Shared data #

The final approach is integration through shared data (Shared Repository):

Services to Shared Data

The shared data is a “blackboard” available for each service to read from and write to. It is passive (as controlled by the services) and does not contain any logic except for the data schema, which represents a part of the domain knowledge. That makes communication through shared data the antipode of orchestration, which also features a shared component, Orchestrator, which is, however, active (controls services) and contains business logic, not data.

Shared data can be used for storage, messaging, or both:

Storage #

The most common case of shared data is storage (usually a database, sometimes a file system) for a (sub)domain that has functionally independent services which operate on a common dataset. For example, a ticket purchase service and a ticket refund service share a database of ticket details. The ticket purchase service reads in the available seats and fills in ticket data for purchases. The ticket refund service should be able to find all tickets bought by a user and delete the user data from seats refunded. The only communication between the purchase and refund services is the shared database of tickets or seats, so that one of them sees the changes made by the other the next time it reads the data.

Purchase and Return

With this model the services don’t depend on each other – instead, they depend on the shared (domain) data format and the database technology. Thus, it is easy to add, modify, or remove services but hard to change the shared data structure or, especially, the database vendor.

Shared Data - Dependencies

Shared Data add a Service

Services usually need to coordinate their actions. Commonly, services with a shared database rely on a messaging Middleware for communication. Users of our ticketing system will want to be notified (through email, SMS or an instant message) when a free seat that they are interested in appears. We’re not going to complicate either of the existing services by integration with instant messengers, so we will create a new notification service, which must track each returned ticket to see if any user wants to buy it. This is easily implemented by the return service publishing and the notification service subscribing to a ticket return event, mixing in a bit of choreography into our data-centric backend.

Notification to Notification

Another case is found with data processing pipelines where an element may periodically read new files from a folder or new records from a database table to avoid implementing notifications. This increases latency and may cause a little CPU load when the system is idle, but is perfectly ok for long-running calculations.

Shared files

Finally, there is the rarely used option of an external Scheduler which selects the services which should run based on the data available. This is known as the Blackboard pattern and something similar happens in 3D game engines. The Scheduler (which is an Orchestrator, by the way) is needed when CPU (or GPU or RAM) resources are much lower than what the services would consume if all of them ran in parallel, thus they must be given priorities, and the priorities change based on the context which is regularly estimated from the system’s data.

Blackboard

Messaging #

The other, not as obvious, use case for shared data is messaging, which is implemented by the sender writing to a (shared) queue (or log) while the recipient is waiting to read from it. Queues can be used for any kind of messages: request/confirm pairs, commands, or notifications. Each service may have a dedicated queue (either input for commands mode or output for notifications), a pair of queues (messages from the service’s output are duplicated by an underlying distributed Middleware to input queues of their destinations), or there may be a queue per communication channel, or a single queue for the entire system (or a global queue per message priority) with each message carrying destination id (for commands) or topic (for notifications).

Queues

The use of shared data for messaging turns our datastore into a Middleware. The dependencies are identical to those in choreography – each service depends on the APIs of its destinations for commands or its sources for notifications.

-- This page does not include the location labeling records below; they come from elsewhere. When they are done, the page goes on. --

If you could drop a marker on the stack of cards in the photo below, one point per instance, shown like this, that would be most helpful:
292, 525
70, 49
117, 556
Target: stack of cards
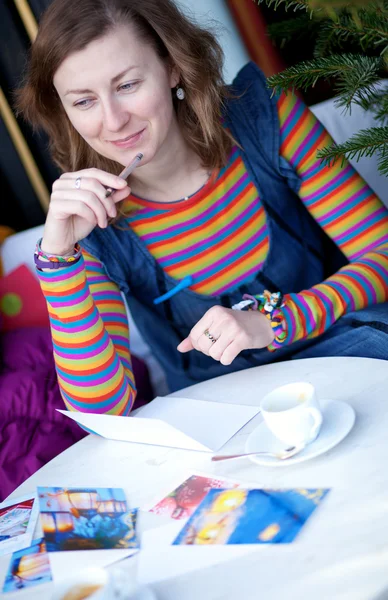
28, 568
96, 521
250, 517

There should be a means for the recipient of a message to know about its arrival so that it starts processing the input. Usually a messaging Middleware implements a receive() method for the service to block on. However, very low latency applications, like HFT, may busy-wait by repeatedly re-reading the shared memory so that the service starts processing the incoming data immediately on its arrival, bypassing the OS scheduler. This is the fastest means of communication available in software.

Full-featured #

Finally, some (usually distributed) datastores implement data change notifications. That allows for the services to communicate through the datastore in real-time, removing both the need for an additional Middleware and interdependencies for the services. Such a system follows the Shared Repository pattern of [POSA4] which was rectified as Space-Based Architecture [SAP, FSA]. In our example, the available seats notification service subscribes to changes in the seats data in the database – this way it does not need to be aware of the existence of other services at all. We can also move the email notifications logic of the ticket purchase service into a separate component which would track purchases in the database and send a printable version of each newly acquired ticket to the buyer’s email address which can be found in the ticket details in the database.

Notification inside the DB

Summary #

Communication through shared data is best suited for data-centric domains (for example, ticket purchase). It allows for the services to be unaware of each other’s existence, just as they are with orchestration, but the structure of the domain data becomes hard to change as it is referenced all over the code. Shared data may also be used to implement messaging.